The Internet offers an entirely different channel for understanding what people are saying, and how they are connecting. Consider, for example, in this political season, tracing the spread of arguments/rumors/positions in the Blogosphere as the behavior of individuals surfing the Internet .Where the concerns of an electorate become visible in the searches they conduct. Virtual worlds, by their nature capturing a complete record of individual behavior, offer ample opportunities for research, for example, experimentation that would be impossible or unacceptable. Similarly, social network sites offer an unprecedented opportunity to understand the impact of a person’s structural position on everything from their tastes to their moods to their health. In short, a computational social science is emerging that leverages the capacity to collect and analyze data with an unprecedented breadth and depth and scale.

Substantial barriers, however, might limit progress. Existing ways of conceiving human behavior they’re developed without access to terabytes of data describing their minute-by-minute interactions and locations of entire populations of individuals.

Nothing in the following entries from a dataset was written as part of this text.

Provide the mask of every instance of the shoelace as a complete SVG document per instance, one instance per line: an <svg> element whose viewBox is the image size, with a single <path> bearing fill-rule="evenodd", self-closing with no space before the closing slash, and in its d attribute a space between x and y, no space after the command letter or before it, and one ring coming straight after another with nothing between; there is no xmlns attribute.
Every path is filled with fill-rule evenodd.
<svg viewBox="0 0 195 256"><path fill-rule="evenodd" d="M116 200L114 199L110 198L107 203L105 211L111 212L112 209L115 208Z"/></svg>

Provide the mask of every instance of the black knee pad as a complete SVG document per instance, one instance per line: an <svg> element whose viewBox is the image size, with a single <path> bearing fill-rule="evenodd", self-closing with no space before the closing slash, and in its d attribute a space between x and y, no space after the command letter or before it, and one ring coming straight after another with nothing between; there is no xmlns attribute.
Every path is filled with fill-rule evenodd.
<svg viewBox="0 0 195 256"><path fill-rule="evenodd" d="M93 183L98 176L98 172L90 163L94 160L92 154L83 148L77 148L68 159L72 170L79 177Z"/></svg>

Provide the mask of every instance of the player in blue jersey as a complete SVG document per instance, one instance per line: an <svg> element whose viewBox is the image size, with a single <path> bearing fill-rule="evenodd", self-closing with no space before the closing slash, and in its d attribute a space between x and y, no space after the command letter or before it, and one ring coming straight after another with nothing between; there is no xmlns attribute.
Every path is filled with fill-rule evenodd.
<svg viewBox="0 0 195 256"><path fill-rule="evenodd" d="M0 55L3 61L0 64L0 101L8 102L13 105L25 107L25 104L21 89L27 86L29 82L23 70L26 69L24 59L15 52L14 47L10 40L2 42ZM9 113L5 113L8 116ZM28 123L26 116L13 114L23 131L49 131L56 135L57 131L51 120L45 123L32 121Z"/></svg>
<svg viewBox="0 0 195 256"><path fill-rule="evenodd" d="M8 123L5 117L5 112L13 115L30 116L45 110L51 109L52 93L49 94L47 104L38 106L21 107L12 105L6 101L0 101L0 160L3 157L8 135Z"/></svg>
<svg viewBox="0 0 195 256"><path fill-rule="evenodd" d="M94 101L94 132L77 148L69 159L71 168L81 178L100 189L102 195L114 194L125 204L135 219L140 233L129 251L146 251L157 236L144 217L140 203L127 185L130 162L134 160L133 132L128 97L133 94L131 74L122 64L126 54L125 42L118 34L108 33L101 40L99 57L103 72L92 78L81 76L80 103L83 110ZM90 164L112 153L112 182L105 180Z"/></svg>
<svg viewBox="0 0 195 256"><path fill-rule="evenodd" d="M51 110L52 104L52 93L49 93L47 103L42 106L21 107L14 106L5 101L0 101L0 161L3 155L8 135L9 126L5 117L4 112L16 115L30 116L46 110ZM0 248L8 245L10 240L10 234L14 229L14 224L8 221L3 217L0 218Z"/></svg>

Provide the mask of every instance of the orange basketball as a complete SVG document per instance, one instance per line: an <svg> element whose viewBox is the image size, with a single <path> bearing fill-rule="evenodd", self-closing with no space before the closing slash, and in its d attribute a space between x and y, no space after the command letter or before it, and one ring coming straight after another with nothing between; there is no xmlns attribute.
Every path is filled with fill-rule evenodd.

For example, what does existing sociological network theory, built mostly on a foundation of one-time ‘snapshot’ data, typically with only dozens of people, tell us about massively longitudinal datasets of millions of people, including location, financial transactions, and communications? The panthers are clearly “something,” but, as with the blind men feeling parts of the elephant, limited perspectives provide only limited insights. These emerging data sets surely must offer some qualitatively new perspectives on collective human behavior.

There are significant barriers to the advancement of a computational social science both in approach and in infrastructure. In terms of approach, the subjects of inquiry in physics and biology present different challenges to observation and intervention. Quarks and cells neither mind when they discover their secrets nor protest if they alter their environments during the discovery process (although, as discussed below, biological research involving humans offers some similar concerns regarding privacy). In terms of infrastructure, the leap from social science to a computational social science is larger than from, say, biology to a computational biology, in large part due to the requirements of distributed monitoring, permission seeking, and encryption.

The networks  available in the social sciences are significantly smaller, and even the physical (and administrative) distance between social science departments and engineering or computer science departments tends to be greater than for the other sciences. The availability of easy-to-use programs and techniques would greatly magnify the presence of a computational social science. Just as mass-market CAD software revolutionized the engineering world decades ago, common computational social science analysis tools and the sharing of data will lead to significant advances. The development of these tools can, in part; piggyback on those developed in biology, physics and other fields, but also requires substantial investments in applications customized to social science needs.

Unfortunately people living in the 3rd world countries are always the consumers consuming the products of other manufacturers from Europe, America and other industrial countries. Networks in the broad perspective are still a myth. In our country people are still unaware from the utilization of scientific inventions. We still consider ourselves the consumers not the inventors. It is very unfortunate to state that in our homeland Afghanistan the intellectuals and scholars are yet unarmed with the weapons of scientific technologies.